The comeback is the latest rebound after a pullback as investors continue to try to assess the extent to which rising infections may hurt the economic recovery.
The Standard & Poor’s 500 index rose 64.57 points, or 1.5%, to 4,323.06. The gain erased most of the benchmark index’s loss from Monday’s 1.6% drop, its biggest decline since May.
Airlines, cruise operators and other stocks that sank a day earlier were back in the winning column. American Airlines climbed 8.4% and Carnival gained 7.5%. Technology, financial, industrial and healthcare stocks also powered a big share of the benchmark index’s broad gains.
The Dow Jones industrial average rose 549.95 points, or 1.6%, to 34,511.99. The blue chip index lost 725 points a day earlier. The Nasdaq composite gained 223.89 points, or 1.6%, to end at 14,498.88.
Small-company stocks mounted the strongest comeback. The Russell 2000 index outpaced the other major indexes with a gain of 63.62 points, or 3%, to 2,194.30.
The sharp one-day rebound for the broader market shows yet again just how choppy trading has been as investors try to figure out the lingering virus’ effects on inf lation, the broader economy and businesses including airlines and banks. The broader market has managed to keep gaining ground even with all the churn, and the benchmark S&P 500 notched several records over the last few weeks.

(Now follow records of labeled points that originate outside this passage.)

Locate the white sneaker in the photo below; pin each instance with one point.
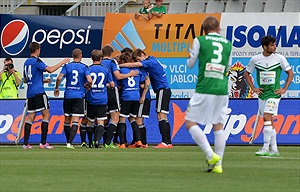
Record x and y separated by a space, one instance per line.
274 153
262 152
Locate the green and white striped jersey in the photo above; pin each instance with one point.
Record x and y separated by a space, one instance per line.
268 70
214 54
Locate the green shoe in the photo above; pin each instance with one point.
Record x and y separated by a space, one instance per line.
217 169
83 144
213 161
262 152
110 146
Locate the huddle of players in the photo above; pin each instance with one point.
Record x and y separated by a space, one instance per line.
101 84
102 98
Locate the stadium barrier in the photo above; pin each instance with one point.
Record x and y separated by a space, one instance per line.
238 128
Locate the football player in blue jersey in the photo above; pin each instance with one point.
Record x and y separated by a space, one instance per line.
162 89
96 97
129 103
77 77
37 98
144 108
113 95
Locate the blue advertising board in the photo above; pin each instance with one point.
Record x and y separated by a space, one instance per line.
58 35
238 128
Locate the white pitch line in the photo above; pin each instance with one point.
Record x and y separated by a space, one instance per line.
292 158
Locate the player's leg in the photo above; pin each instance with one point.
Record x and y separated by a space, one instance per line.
220 109
143 112
82 127
113 108
28 124
197 105
162 108
271 109
122 131
77 111
67 114
100 118
134 107
90 116
83 132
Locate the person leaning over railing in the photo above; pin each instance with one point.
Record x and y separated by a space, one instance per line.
10 79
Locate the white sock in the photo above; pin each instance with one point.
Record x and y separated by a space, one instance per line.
267 136
201 140
220 144
273 141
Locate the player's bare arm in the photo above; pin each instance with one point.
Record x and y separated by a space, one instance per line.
51 69
146 88
58 80
120 76
258 91
287 84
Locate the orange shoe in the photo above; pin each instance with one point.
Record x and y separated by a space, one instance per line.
138 144
161 145
132 146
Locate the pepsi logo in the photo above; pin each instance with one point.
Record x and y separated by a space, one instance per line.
14 37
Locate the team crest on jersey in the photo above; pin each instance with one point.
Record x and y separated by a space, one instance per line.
237 85
14 37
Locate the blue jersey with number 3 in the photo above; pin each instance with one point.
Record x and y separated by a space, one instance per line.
75 74
131 85
33 72
101 75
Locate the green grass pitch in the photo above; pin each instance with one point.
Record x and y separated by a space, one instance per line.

The spread of the Delta variant has become a worry spot for investors and policymakers. The Centers for Disease Control and Prevention has said an estimated 83% of cases in the U.S. are tied to the Delta variant. Although tens of millions of Americans have been vaccinated, there remains a significant percentage of Americans who are either reluctant or outright hostile to the idea of being vaccinated.
Los Angeles County last weekend reinstituted an indoor mask mandate as the region’s infection rate was climbing quickly yet again. Other parts of the country, such as southern Missouri, are flooded with COVID-19 patients, straining hospitals once again.
Bond yields fell sharply Monday on fears that the strong economic recovery from the pandemic could be put at risk from additional lockdowns or coronavirus cases. The yield on the 10year Treasury note dipped as low as 1.14% early Tuesday but reversed course and was up to 1.21% from 1.18% the day before. A week ago, it was trading at 1.42%.
“We’re seeing a more dramatic extension of what we experienced over the last couple of weeks, which is
really the market searching for a narrative,” said YungYu Ma, chief investment strategist at BMO Wealth Management.
Investors are looking for whatever clues they can get to better gauge the continued trajectory of the economic recovery. A range of sources — comments from the Federal Reserve, outlooks from companies, economic data — is being used to get a clearer picture of what the economy may look like throughout the rest of this year and into 2022.
Wall Street is also in the midst of earnings reporting season. IBM rose 1.5% after the company reported better-than-expected revenue and profits, helped by its cloud computing business. Hospital operator HCA Healthcare jumped 14.4% after handily beating Wall Street’s second-quarter profit and revenue forecasts.
Outside of earnings, drug distributors made big moves after reports that they were on the verge of a $26-billion settlement of opioid lawsuits. AmerisourceBergen rose 3.4% and McKesson rose 3.1%.